Top Nav Breadcrumb

The end of marking? The case for (and against) Comparative Judgement

Proudly telling the world about innovations at the IB in our 50th anniversary year

By Antony Furlong

Consider the following question:

On a scale of 1-10, how lifelike are each of the following drawings of an elephant?

Elephant A*

Elephant B**

If I asked this question to a room full of people, I’d probably get a wide range of answers for each elephant. Maybe you think elephant A’s a 2 but the person sat next to you thinks it’s a 3. I’d award elephant B a 9, but any art critic in the room might have different expectations for what a 9 would look like.
The reason why we’d get such a range of numbers is really quite simple. Whether it’s how lifelike a drawing of an elephant is, how scary the last horror movie you saw was or how good a theory of knowledge (TOK) essay is, humans find it difficult to assign and agree on absolute values for things.

But when we mark student work, this is precisely what we have to do.

It is therefore perhaps no surprise that reliability is such a fiercely discussed topic within the assessment community. Here at the IB, as well as at other awarding organisations, a great deal of time and effort is invested in ensuring that our processes lead to a high level of examiner agreement.

Now, if I were to change the original question to the following, much simpler question:

Which of the two drawings of an elephant is more lifelike?

We would expect almost unanimous agreement.

It is this very simple idea that is the driving force behind Comparative Judgement (CJ). With CJ, examiners are repeatedly given pairs of candidate work and simply asked to decide which of the two is ‘better’. These judgements are then combined to create a scaled rank order, which can then be converted into ‘marks’ should we so wish.  Gone is the need to worry about harshness or leniency or whether something is an 8, a 9 or a 10; all that matters is understanding what ‘better’ looks like.

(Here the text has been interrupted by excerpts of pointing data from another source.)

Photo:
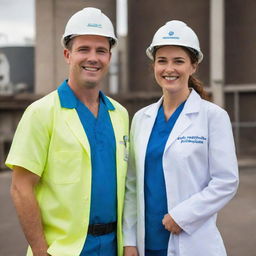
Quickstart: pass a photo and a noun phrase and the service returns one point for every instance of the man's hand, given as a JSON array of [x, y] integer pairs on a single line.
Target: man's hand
[[130, 251], [171, 225]]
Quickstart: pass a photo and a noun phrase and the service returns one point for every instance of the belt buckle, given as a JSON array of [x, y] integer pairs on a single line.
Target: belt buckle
[[98, 229]]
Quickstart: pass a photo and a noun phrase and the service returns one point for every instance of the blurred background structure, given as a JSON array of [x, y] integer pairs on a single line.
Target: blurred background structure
[[226, 30]]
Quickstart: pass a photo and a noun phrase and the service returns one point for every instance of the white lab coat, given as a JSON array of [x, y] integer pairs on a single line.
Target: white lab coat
[[201, 176]]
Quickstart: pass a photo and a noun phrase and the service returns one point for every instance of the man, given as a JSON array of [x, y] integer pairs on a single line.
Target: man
[[69, 153]]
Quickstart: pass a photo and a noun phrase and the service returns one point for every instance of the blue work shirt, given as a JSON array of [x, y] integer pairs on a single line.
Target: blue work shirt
[[157, 236], [100, 133]]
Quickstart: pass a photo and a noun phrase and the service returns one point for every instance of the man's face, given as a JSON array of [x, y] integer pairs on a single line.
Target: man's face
[[88, 60]]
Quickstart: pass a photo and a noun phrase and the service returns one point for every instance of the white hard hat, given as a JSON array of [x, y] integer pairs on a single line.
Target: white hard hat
[[89, 21], [175, 32]]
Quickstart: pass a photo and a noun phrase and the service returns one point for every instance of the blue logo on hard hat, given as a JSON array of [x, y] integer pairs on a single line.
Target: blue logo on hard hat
[[94, 25], [170, 36]]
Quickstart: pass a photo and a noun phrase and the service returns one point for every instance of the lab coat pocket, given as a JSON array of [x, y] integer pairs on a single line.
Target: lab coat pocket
[[65, 167]]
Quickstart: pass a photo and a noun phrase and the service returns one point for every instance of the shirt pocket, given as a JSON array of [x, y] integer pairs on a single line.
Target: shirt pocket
[[65, 167]]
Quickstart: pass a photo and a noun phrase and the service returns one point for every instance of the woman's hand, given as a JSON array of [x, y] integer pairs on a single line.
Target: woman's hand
[[171, 225], [130, 251]]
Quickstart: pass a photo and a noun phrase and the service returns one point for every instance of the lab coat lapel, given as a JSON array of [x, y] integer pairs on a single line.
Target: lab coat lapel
[[186, 117], [76, 127]]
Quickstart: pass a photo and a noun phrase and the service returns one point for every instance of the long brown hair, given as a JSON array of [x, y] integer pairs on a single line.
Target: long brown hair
[[194, 82]]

As well as examiners having a much simpler task, each piece of work is looked at by several different people, making the process much more consensus-driven and considerably lessening the impact that one examiner’s opinion will have on a candidate’s final grade. It is therefore not surprising that CJ has been found to be very reliable in many different contexts.

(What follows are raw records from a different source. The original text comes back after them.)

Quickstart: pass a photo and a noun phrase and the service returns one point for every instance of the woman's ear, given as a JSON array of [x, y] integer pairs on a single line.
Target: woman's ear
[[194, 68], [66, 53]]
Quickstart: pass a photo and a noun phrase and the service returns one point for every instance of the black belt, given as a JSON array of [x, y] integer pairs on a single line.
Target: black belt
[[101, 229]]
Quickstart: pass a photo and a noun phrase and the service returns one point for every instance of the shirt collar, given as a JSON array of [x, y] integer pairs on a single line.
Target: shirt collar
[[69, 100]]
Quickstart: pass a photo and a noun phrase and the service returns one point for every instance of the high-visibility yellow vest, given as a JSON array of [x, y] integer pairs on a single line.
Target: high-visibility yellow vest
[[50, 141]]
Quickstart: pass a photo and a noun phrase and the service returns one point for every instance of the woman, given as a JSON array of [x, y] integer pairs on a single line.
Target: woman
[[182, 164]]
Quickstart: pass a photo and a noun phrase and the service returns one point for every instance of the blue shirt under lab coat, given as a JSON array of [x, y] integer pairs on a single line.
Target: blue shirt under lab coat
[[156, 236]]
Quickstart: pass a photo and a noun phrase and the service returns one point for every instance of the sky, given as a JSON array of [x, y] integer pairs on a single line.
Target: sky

Because of the nature of the judgements being made, a strong argument can also be made that CJ will lead to more valid results than traditional marking. During my time at the IB, I’ve sat in a number of meetings where marking has been taking place and on several occasions I’ve heard examiners say things like ‘X is the better candidate, but actually Y does better against the marking criteria’. This problem disappears with CJ.

In CJ, examiners are typically asked to make a holistic judgement about which piece of work shows a better understanding of a certain concept or construct without having to worry about how well each piece of work matches a set of marking criteria. Therefore, CJ allows us to assess whatever it is we are trying to assess directly, rather than assessing a fixed and imperfect compartmentalisation of it that can easily be explained within a markscheme or set of marking criteria. This freedom could in turn allow those involved in designing assessments to create more open and interesting tasks without having to worry about what the markscheme that accompanies it will look like.

It is however, not all good news. As mentioned above, a large number of judgements have to be made for each piece of work, which makes it a close call as to whether it is even feasible for the IB. Furthermore, teacher and examiners, whilst generally reacting positively to CJ, have expressed concerns about what feedback to students and Enquiry upon Results would look like, along with the difficulty in explaining how a final ‘mark’ is arrived at. Whilst these are perfectly legitimate concerns, it is hard to understand at this stage whether they are ‘dealbreakers’, challenges to the IB to alter our procedures to suit the process or drawbacks that are tolerable given the potential advantages (please do leave a comment below if you have an opinion).

So there you have it. The hope of more valid and reliable results but significant challenges around feedback, enquiries and auditability. Is CJ something the IB should be considering?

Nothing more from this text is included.